# Metatheory Library

Our library for aiding the formalizing programming language metatheory consists primarily of the following three libraries.

**Atom:**This library defines a type`atom`

with decidable equality and infinitely many elements. It is always possible to generate an atom fresh for any finite collection of atoms.**Environment:**This library provides operations, lemmas, and tactics for working with environments, association lists whose keys are atoms.**Metatheory:**This is the main library to include (via Coq's`Require`

command) when starting a new development, since it exports the Atom and Environment libraries. This library defines notations which simplify writing common operations, hints which aid in discharging goals about the freshness of atoms, and tactics which simplify proofs.

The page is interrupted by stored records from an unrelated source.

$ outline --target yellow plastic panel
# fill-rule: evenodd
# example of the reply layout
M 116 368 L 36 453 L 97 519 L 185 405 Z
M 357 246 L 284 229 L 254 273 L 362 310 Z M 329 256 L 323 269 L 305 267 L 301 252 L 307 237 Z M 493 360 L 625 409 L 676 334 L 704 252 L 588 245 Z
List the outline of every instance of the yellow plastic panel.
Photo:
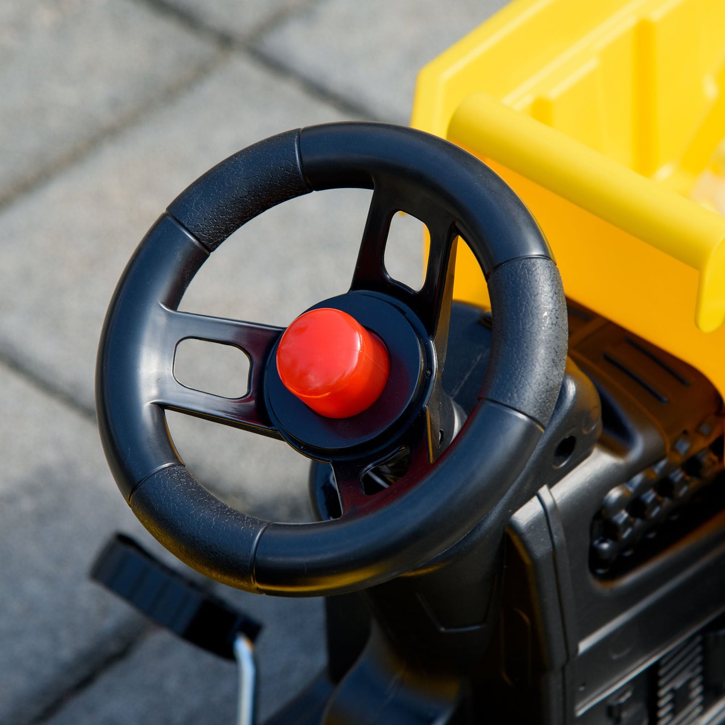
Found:
M 568 295 L 725 392 L 725 218 L 687 198 L 724 80 L 723 0 L 517 0 L 423 69 L 412 123 L 512 185 Z M 485 300 L 467 249 L 456 273 Z

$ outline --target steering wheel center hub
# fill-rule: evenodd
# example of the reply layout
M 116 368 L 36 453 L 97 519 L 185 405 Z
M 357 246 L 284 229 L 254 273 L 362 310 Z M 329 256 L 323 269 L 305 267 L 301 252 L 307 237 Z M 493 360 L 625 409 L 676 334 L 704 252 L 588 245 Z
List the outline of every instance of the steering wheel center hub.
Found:
M 357 453 L 376 447 L 384 439 L 389 445 L 397 430 L 404 428 L 420 412 L 434 377 L 433 356 L 426 349 L 420 323 L 410 310 L 381 296 L 362 293 L 325 300 L 306 314 L 318 310 L 347 313 L 382 341 L 389 360 L 386 383 L 376 399 L 356 415 L 320 415 L 283 381 L 286 370 L 283 362 L 281 376 L 281 340 L 270 356 L 266 375 L 266 402 L 274 423 L 293 447 L 323 458 Z

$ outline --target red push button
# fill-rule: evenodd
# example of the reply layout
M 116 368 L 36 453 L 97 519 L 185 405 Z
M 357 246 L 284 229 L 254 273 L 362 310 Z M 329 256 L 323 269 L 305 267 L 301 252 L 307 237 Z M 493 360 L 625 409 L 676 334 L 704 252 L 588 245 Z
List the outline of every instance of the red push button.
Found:
M 300 315 L 277 347 L 285 387 L 315 413 L 349 418 L 370 407 L 388 382 L 390 359 L 377 335 L 341 310 Z

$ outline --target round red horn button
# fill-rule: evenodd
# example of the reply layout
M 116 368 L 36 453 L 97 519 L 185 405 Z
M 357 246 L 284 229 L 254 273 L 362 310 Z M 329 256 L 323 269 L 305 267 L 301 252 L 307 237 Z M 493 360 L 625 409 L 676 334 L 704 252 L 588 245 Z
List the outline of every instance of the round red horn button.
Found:
M 390 359 L 380 338 L 341 310 L 300 315 L 277 347 L 284 386 L 315 413 L 349 418 L 370 407 L 388 382 Z

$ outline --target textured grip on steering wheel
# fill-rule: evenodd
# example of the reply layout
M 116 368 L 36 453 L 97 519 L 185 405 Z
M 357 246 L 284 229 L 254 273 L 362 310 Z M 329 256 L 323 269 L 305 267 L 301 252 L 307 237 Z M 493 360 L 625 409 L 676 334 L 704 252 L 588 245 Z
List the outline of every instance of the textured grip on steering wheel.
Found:
M 257 544 L 268 522 L 220 501 L 183 465 L 152 473 L 136 486 L 128 504 L 154 538 L 182 561 L 223 584 L 257 590 Z
M 309 194 L 299 161 L 299 130 L 278 133 L 210 169 L 167 211 L 210 252 L 258 214 Z
M 482 395 L 525 413 L 545 428 L 566 365 L 564 288 L 551 260 L 511 260 L 489 277 L 493 315 L 490 376 Z M 527 374 L 521 374 L 522 370 Z

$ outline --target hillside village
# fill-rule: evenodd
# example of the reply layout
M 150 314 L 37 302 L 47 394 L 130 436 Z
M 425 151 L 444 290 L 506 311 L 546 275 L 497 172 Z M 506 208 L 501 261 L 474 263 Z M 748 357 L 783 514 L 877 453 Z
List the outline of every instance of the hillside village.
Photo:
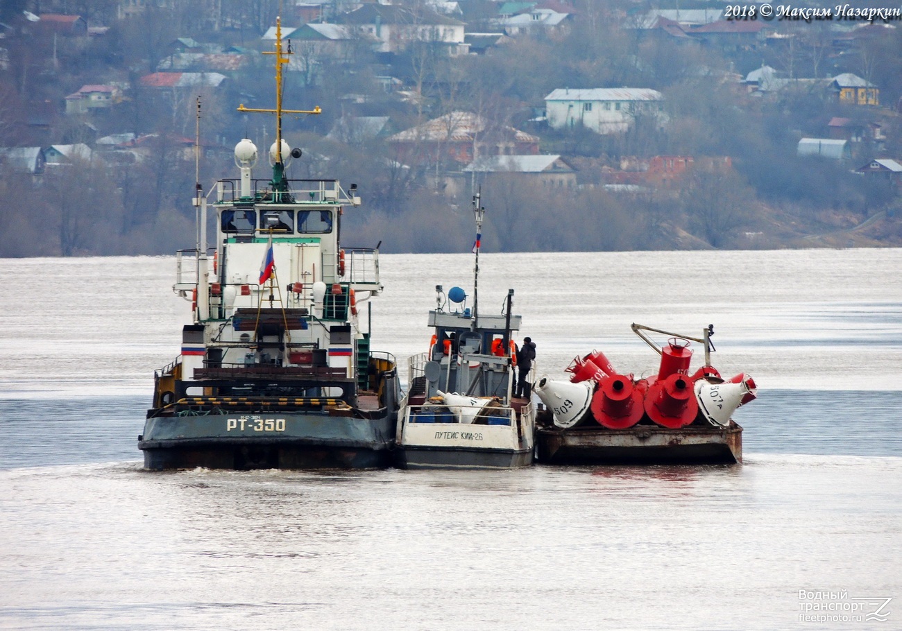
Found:
M 900 245 L 887 5 L 8 0 L 0 256 L 191 247 L 196 181 L 274 139 L 236 108 L 274 103 L 277 19 L 286 106 L 323 110 L 286 118 L 289 176 L 357 184 L 346 241 L 467 251 L 481 188 L 493 251 Z

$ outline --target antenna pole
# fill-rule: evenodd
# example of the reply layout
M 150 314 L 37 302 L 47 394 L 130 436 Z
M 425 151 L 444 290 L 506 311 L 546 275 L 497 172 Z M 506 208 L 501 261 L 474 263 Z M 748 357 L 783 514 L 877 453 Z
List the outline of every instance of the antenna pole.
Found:
M 282 66 L 288 63 L 288 55 L 291 52 L 291 42 L 289 41 L 287 50 L 282 50 L 281 41 L 281 17 L 276 17 L 276 45 L 274 50 L 263 50 L 264 55 L 276 56 L 276 108 L 274 110 L 258 109 L 253 107 L 244 107 L 244 104 L 238 105 L 239 112 L 265 112 L 276 115 L 276 154 L 272 156 L 272 190 L 275 193 L 275 200 L 279 201 L 280 193 L 288 192 L 288 182 L 285 181 L 285 165 L 281 157 L 281 119 L 283 114 L 320 114 L 322 110 L 317 105 L 312 110 L 283 110 L 282 102 Z
M 473 326 L 476 327 L 476 318 L 479 316 L 479 249 L 482 247 L 483 240 L 483 217 L 485 216 L 485 208 L 482 206 L 483 187 L 473 196 L 473 215 L 476 218 L 476 242 L 473 244 L 473 252 L 476 255 L 476 263 L 474 267 L 473 279 Z

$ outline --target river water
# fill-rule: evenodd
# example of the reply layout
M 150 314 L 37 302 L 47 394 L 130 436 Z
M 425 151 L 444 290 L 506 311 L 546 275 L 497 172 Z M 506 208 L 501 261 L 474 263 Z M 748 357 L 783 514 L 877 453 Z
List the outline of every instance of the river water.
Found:
M 174 261 L 0 263 L 0 628 L 902 627 L 902 250 L 482 254 L 540 374 L 649 374 L 630 323 L 713 324 L 759 385 L 743 466 L 491 473 L 143 471 Z M 473 260 L 381 264 L 403 365 Z

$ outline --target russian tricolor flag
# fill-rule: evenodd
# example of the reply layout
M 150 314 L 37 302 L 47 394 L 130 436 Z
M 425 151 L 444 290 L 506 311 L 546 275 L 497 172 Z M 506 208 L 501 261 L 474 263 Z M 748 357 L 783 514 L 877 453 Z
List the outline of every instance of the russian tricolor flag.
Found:
M 263 262 L 260 266 L 260 284 L 262 285 L 270 277 L 272 276 L 272 270 L 276 268 L 275 257 L 272 254 L 272 242 L 270 242 L 270 246 L 266 248 L 266 254 L 263 256 Z

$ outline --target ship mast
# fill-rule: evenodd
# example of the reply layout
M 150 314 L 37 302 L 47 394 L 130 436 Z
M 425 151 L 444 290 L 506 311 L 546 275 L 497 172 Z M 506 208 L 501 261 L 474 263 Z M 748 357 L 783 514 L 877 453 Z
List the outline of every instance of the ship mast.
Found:
M 269 109 L 258 109 L 253 107 L 244 107 L 244 104 L 242 103 L 238 105 L 239 112 L 262 112 L 266 114 L 274 114 L 276 115 L 276 142 L 273 145 L 275 147 L 275 151 L 270 151 L 270 155 L 272 158 L 272 191 L 274 193 L 273 201 L 281 201 L 281 193 L 288 192 L 288 181 L 285 178 L 285 164 L 282 161 L 282 150 L 281 150 L 281 118 L 283 114 L 320 114 L 322 109 L 319 105 L 317 105 L 312 110 L 286 110 L 282 109 L 282 66 L 288 63 L 289 55 L 292 54 L 291 51 L 291 41 L 289 40 L 288 48 L 282 50 L 282 40 L 281 40 L 281 17 L 276 17 L 276 47 L 275 50 L 263 50 L 264 55 L 275 55 L 276 56 L 276 108 L 272 110 Z
M 473 328 L 476 329 L 476 319 L 479 316 L 479 249 L 483 240 L 483 217 L 485 216 L 485 207 L 482 206 L 483 189 L 473 196 L 473 215 L 476 218 L 476 242 L 473 244 L 473 252 L 476 255 L 476 264 L 473 278 Z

It also provides a template for those who want to use different notations, hints, and tactics when formalizing programming language metatheory.

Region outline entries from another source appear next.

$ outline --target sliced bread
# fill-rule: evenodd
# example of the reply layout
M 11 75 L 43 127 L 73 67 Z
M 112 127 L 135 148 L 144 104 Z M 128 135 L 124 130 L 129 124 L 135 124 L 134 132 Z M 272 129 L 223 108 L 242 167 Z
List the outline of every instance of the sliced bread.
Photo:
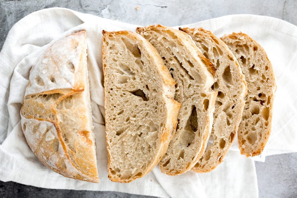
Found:
M 176 132 L 160 167 L 168 175 L 181 174 L 196 164 L 209 137 L 217 95 L 211 88 L 215 68 L 181 31 L 158 25 L 136 31 L 156 47 L 176 83 L 174 99 L 181 104 Z
M 202 28 L 180 28 L 189 34 L 216 67 L 212 89 L 218 91 L 211 137 L 202 157 L 192 170 L 211 171 L 223 161 L 241 120 L 246 83 L 236 58 L 221 40 Z
M 38 58 L 21 117 L 27 142 L 45 165 L 65 177 L 99 181 L 85 31 L 58 40 Z
M 271 132 L 272 106 L 277 86 L 271 63 L 264 49 L 247 34 L 239 32 L 221 39 L 241 67 L 248 90 L 238 130 L 241 153 L 261 153 Z
M 103 31 L 102 63 L 108 177 L 129 182 L 165 154 L 180 104 L 175 83 L 156 49 L 127 31 Z

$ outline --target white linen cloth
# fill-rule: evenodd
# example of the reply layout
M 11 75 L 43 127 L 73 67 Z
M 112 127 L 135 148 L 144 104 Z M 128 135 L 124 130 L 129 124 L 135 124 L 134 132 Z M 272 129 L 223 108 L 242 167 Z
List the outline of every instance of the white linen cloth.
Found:
M 241 31 L 264 47 L 274 66 L 278 88 L 271 135 L 260 159 L 263 161 L 265 156 L 297 152 L 297 27 L 278 19 L 248 15 L 184 26 L 203 27 L 218 37 Z M 137 26 L 57 8 L 34 12 L 13 26 L 0 53 L 0 180 L 48 188 L 114 191 L 162 197 L 257 197 L 254 159 L 240 155 L 237 139 L 224 161 L 210 173 L 189 171 L 170 176 L 161 173 L 157 166 L 129 183 L 108 178 L 101 33 L 103 29 L 135 31 Z M 43 165 L 27 145 L 20 124 L 29 72 L 37 58 L 55 41 L 82 29 L 87 32 L 99 183 L 67 178 Z

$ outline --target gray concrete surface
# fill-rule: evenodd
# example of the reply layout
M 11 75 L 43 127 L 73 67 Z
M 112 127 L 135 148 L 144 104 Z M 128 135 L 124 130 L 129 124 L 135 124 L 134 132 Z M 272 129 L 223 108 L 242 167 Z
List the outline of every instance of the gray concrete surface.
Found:
M 266 15 L 297 24 L 297 1 L 294 0 L 0 0 L 0 49 L 9 30 L 18 20 L 31 12 L 53 7 L 142 25 L 178 25 L 236 14 Z M 297 153 L 270 156 L 265 163 L 256 162 L 259 197 L 297 197 L 296 162 Z M 149 197 L 113 192 L 51 190 L 0 181 L 1 197 Z

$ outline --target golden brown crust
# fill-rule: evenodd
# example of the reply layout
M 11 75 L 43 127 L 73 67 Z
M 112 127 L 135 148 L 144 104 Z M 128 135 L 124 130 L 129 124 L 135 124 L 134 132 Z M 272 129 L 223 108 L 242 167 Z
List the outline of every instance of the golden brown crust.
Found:
M 221 105 L 225 105 L 226 104 L 228 104 L 229 101 L 225 101 L 224 102 L 224 101 L 221 100 L 220 99 L 218 98 L 218 101 L 220 102 L 222 105 L 216 105 L 216 110 L 215 112 L 214 120 L 214 125 L 213 126 L 213 134 L 212 135 L 215 136 L 217 137 L 215 134 L 219 133 L 221 135 L 224 135 L 223 136 L 224 137 L 224 140 L 226 141 L 224 142 L 228 142 L 228 144 L 225 144 L 224 146 L 223 149 L 222 149 L 222 148 L 220 147 L 220 145 L 218 146 L 217 148 L 215 146 L 214 146 L 214 145 L 211 145 L 205 151 L 206 154 L 203 156 L 204 158 L 208 158 L 208 157 L 206 157 L 206 153 L 209 153 L 209 152 L 210 151 L 211 151 L 212 152 L 211 153 L 214 153 L 213 154 L 211 154 L 210 158 L 207 160 L 203 161 L 204 158 L 202 159 L 192 169 L 192 170 L 197 172 L 206 172 L 211 171 L 214 169 L 217 166 L 221 163 L 222 161 L 222 159 L 224 156 L 227 154 L 229 149 L 230 148 L 234 140 L 234 136 L 236 133 L 237 129 L 238 128 L 238 125 L 240 122 L 241 119 L 241 113 L 238 113 L 237 114 L 237 112 L 240 111 L 242 112 L 243 108 L 244 108 L 244 100 L 243 98 L 246 95 L 247 90 L 246 88 L 247 84 L 246 82 L 241 69 L 239 66 L 237 61 L 235 58 L 235 57 L 234 56 L 230 50 L 228 48 L 228 46 L 219 39 L 217 38 L 211 31 L 204 29 L 202 28 L 180 28 L 180 30 L 183 31 L 186 33 L 189 34 L 192 38 L 195 41 L 198 46 L 200 48 L 201 50 L 202 50 L 203 53 L 206 53 L 207 55 L 207 57 L 208 57 L 210 58 L 210 60 L 212 60 L 214 61 L 212 62 L 213 64 L 216 64 L 216 62 L 217 65 L 217 73 L 216 74 L 216 78 L 220 80 L 220 82 L 222 80 L 220 79 L 222 78 L 222 76 L 221 75 L 222 73 L 221 72 L 224 70 L 222 70 L 221 69 L 222 67 L 225 68 L 225 66 L 228 66 L 230 65 L 230 66 L 232 66 L 232 68 L 234 68 L 235 69 L 234 71 L 236 74 L 235 75 L 236 77 L 237 81 L 238 80 L 238 85 L 242 85 L 240 86 L 240 89 L 237 89 L 235 90 L 236 93 L 234 93 L 234 94 L 236 94 L 235 96 L 233 96 L 233 94 L 231 94 L 230 95 L 228 94 L 227 96 L 228 98 L 231 99 L 232 98 L 236 97 L 236 99 L 234 106 L 236 105 L 236 108 L 238 108 L 238 109 L 236 111 L 236 113 L 234 113 L 235 116 L 232 116 L 232 125 L 230 126 L 230 128 L 228 129 L 228 130 L 225 132 L 219 129 L 217 126 L 219 126 L 219 124 L 216 125 L 215 125 L 218 123 L 220 124 L 222 124 L 223 122 L 221 122 L 222 121 L 222 118 L 219 117 L 219 115 L 221 114 L 221 113 L 224 110 L 223 109 L 220 110 L 219 107 L 222 106 Z M 203 45 L 200 45 L 200 43 L 202 43 Z M 206 48 L 208 48 L 208 50 L 207 51 L 206 51 L 207 50 L 204 49 L 203 47 Z M 215 47 L 216 49 L 217 48 L 219 49 L 217 50 L 217 51 L 220 52 L 221 54 L 217 54 L 215 55 L 214 54 L 213 54 L 213 47 Z M 228 58 L 227 58 L 228 56 Z M 230 59 L 230 60 L 229 60 Z M 221 61 L 222 61 L 222 62 Z M 218 61 L 219 62 L 218 62 Z M 231 62 L 230 62 L 231 61 Z M 217 63 L 219 62 L 219 64 L 217 64 Z M 225 66 L 222 65 L 222 64 Z M 223 80 L 223 79 L 222 79 Z M 217 83 L 216 82 L 215 83 Z M 243 85 L 243 86 L 242 86 Z M 223 86 L 222 85 L 222 86 Z M 222 88 L 222 89 L 220 89 L 219 87 L 218 87 L 219 89 L 217 89 L 218 91 L 223 91 L 223 89 Z M 216 89 L 216 88 L 215 88 Z M 228 92 L 230 92 L 230 90 L 228 91 Z M 224 97 L 226 96 L 225 95 Z M 240 110 L 239 110 L 240 109 Z M 217 119 L 218 119 L 218 120 Z M 231 126 L 233 126 L 232 127 Z M 236 130 L 233 130 L 235 128 Z M 222 131 L 220 131 L 221 130 Z M 227 141 L 226 140 L 226 138 L 229 137 L 229 140 Z M 219 138 L 217 137 L 216 138 L 213 137 L 214 139 L 218 139 Z M 203 147 L 206 147 L 207 142 L 205 142 L 204 144 Z M 218 153 L 219 153 L 217 156 Z
M 108 157 L 108 178 L 111 181 L 115 182 L 118 182 L 121 183 L 128 183 L 135 180 L 138 178 L 140 178 L 145 175 L 153 168 L 160 162 L 162 157 L 165 154 L 168 148 L 168 145 L 170 139 L 172 138 L 175 132 L 175 129 L 176 128 L 177 124 L 177 116 L 181 104 L 176 102 L 173 99 L 174 94 L 172 92 L 175 89 L 175 82 L 171 77 L 167 68 L 164 65 L 163 61 L 160 57 L 160 55 L 158 53 L 156 49 L 149 42 L 146 41 L 142 37 L 138 34 L 135 34 L 134 33 L 129 31 L 119 31 L 117 32 L 106 32 L 104 30 L 102 31 L 103 34 L 102 41 L 103 42 L 105 42 L 105 38 L 108 37 L 110 34 L 119 34 L 121 35 L 125 35 L 131 39 L 138 40 L 138 42 L 141 42 L 142 45 L 145 45 L 146 50 L 148 51 L 151 54 L 151 56 L 153 58 L 154 61 L 156 63 L 156 68 L 157 69 L 158 74 L 163 81 L 164 86 L 165 87 L 170 91 L 167 91 L 168 93 L 166 94 L 165 95 L 163 96 L 164 99 L 165 101 L 165 104 L 167 106 L 170 107 L 168 110 L 170 112 L 168 113 L 167 121 L 166 124 L 164 127 L 164 129 L 162 132 L 160 134 L 161 138 L 159 139 L 159 141 L 160 146 L 158 149 L 157 153 L 154 158 L 154 160 L 152 161 L 148 165 L 143 172 L 142 172 L 141 176 L 136 175 L 135 176 L 129 179 L 122 179 L 119 178 L 115 178 L 111 176 L 110 163 L 111 162 L 110 153 L 109 151 L 110 148 L 108 141 L 107 134 L 106 136 L 106 143 L 107 145 Z M 106 53 L 105 49 L 104 46 L 102 46 L 102 65 L 103 67 L 103 75 L 105 76 L 106 74 L 105 67 L 105 60 L 106 58 L 105 57 Z M 104 78 L 104 84 L 105 84 L 106 79 Z M 106 96 L 105 94 L 105 100 L 106 101 Z M 169 109 L 168 108 L 168 109 Z M 105 118 L 106 119 L 106 111 L 105 112 Z
M 97 161 L 94 158 L 96 151 L 92 135 L 93 127 L 86 109 L 90 99 L 87 99 L 86 101 L 87 94 L 84 94 L 89 89 L 89 83 L 86 81 L 88 80 L 86 71 L 86 31 L 83 30 L 58 40 L 46 50 L 32 67 L 29 77 L 31 77 L 30 80 L 34 80 L 35 76 L 42 80 L 41 78 L 46 79 L 50 77 L 51 82 L 43 80 L 41 85 L 39 85 L 45 87 L 40 88 L 34 84 L 32 87 L 29 81 L 26 91 L 30 94 L 25 94 L 21 115 L 28 144 L 45 165 L 65 177 L 98 183 Z M 61 65 L 64 62 L 63 61 L 67 60 L 67 57 L 56 51 L 57 48 L 65 45 L 68 45 L 65 46 L 65 49 L 72 50 L 68 53 L 75 52 L 75 55 L 78 56 L 75 58 L 79 62 L 75 66 L 73 63 L 69 64 L 68 69 L 63 68 Z M 77 51 L 78 47 L 80 48 Z M 56 56 L 50 57 L 49 54 Z M 46 64 L 49 60 L 52 64 Z M 55 83 L 61 80 L 60 77 L 55 76 L 54 73 L 48 75 L 47 71 L 55 71 L 56 67 L 60 67 L 57 70 L 64 69 L 64 72 L 74 75 L 72 87 L 60 88 L 59 86 L 64 85 Z M 67 80 L 65 81 L 68 82 Z M 49 86 L 49 83 L 53 85 Z M 39 92 L 40 90 L 42 91 Z M 75 135 L 73 130 L 76 129 L 78 129 L 77 137 L 69 139 L 73 136 L 67 134 Z M 70 142 L 66 142 L 67 141 Z
M 239 148 L 241 154 L 245 155 L 247 157 L 254 156 L 260 154 L 263 151 L 266 143 L 268 141 L 268 138 L 270 136 L 270 132 L 271 130 L 271 126 L 272 120 L 272 110 L 273 107 L 273 102 L 274 97 L 274 93 L 276 90 L 277 85 L 276 84 L 275 77 L 273 72 L 272 66 L 271 62 L 269 60 L 267 56 L 267 54 L 265 51 L 264 48 L 257 42 L 249 36 L 244 33 L 240 32 L 238 33 L 233 32 L 232 34 L 228 35 L 225 35 L 221 39 L 225 42 L 228 42 L 228 39 L 230 39 L 236 42 L 239 42 L 241 45 L 246 44 L 248 42 L 252 44 L 252 45 L 254 47 L 254 51 L 257 52 L 258 54 L 260 54 L 263 56 L 264 56 L 265 60 L 264 60 L 265 65 L 267 67 L 267 70 L 269 72 L 269 78 L 271 81 L 271 84 L 268 85 L 271 87 L 270 88 L 271 90 L 271 95 L 270 96 L 271 98 L 270 100 L 270 106 L 267 107 L 270 110 L 269 117 L 267 119 L 267 130 L 264 129 L 262 129 L 262 131 L 260 132 L 261 137 L 263 137 L 264 138 L 262 138 L 260 141 L 257 143 L 255 143 L 251 145 L 245 144 L 246 140 L 244 136 L 242 133 L 238 133 L 238 142 L 239 145 Z M 227 44 L 228 44 L 226 42 Z M 257 49 L 255 49 L 255 47 Z M 236 54 L 236 53 L 234 52 L 234 54 Z M 237 57 L 238 58 L 238 57 Z M 242 66 L 242 67 L 244 66 Z M 247 80 L 247 81 L 248 81 Z M 249 82 L 248 82 L 248 85 Z M 250 86 L 251 86 L 250 85 Z M 257 93 L 250 93 L 249 91 L 249 95 L 257 95 Z M 245 111 L 247 111 L 247 109 Z M 242 120 L 240 125 L 244 124 L 244 121 Z M 251 124 L 251 123 L 250 124 Z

The metatheory library depends on the following additional libraries which are not specific to programming language metatheory.

**AdditionalTactics:**This library provides additional tactics, in particular a variation on`remember`

(from Coq's standard library) and a`Case`

tactic which helps delineate cases in an inductive proof.**FiniteSets:**This library provides an extension of Coq's library for finite sets that includes extensional equality on sets.**FSetDecide:**This library provides a general purpose decision procedure,`decideFSet`

, for solving goals about finite sets. A similar tactic with the same name is defined in the Atom library.**FSetNotin:**This library provides a tactic,`notin_solve`

, for solving some goals involving non-membership in finite sets.**ListFacts:**This library provides assorted facts about lists.**Negation:**This library provides an extension of Coq's Decidable library.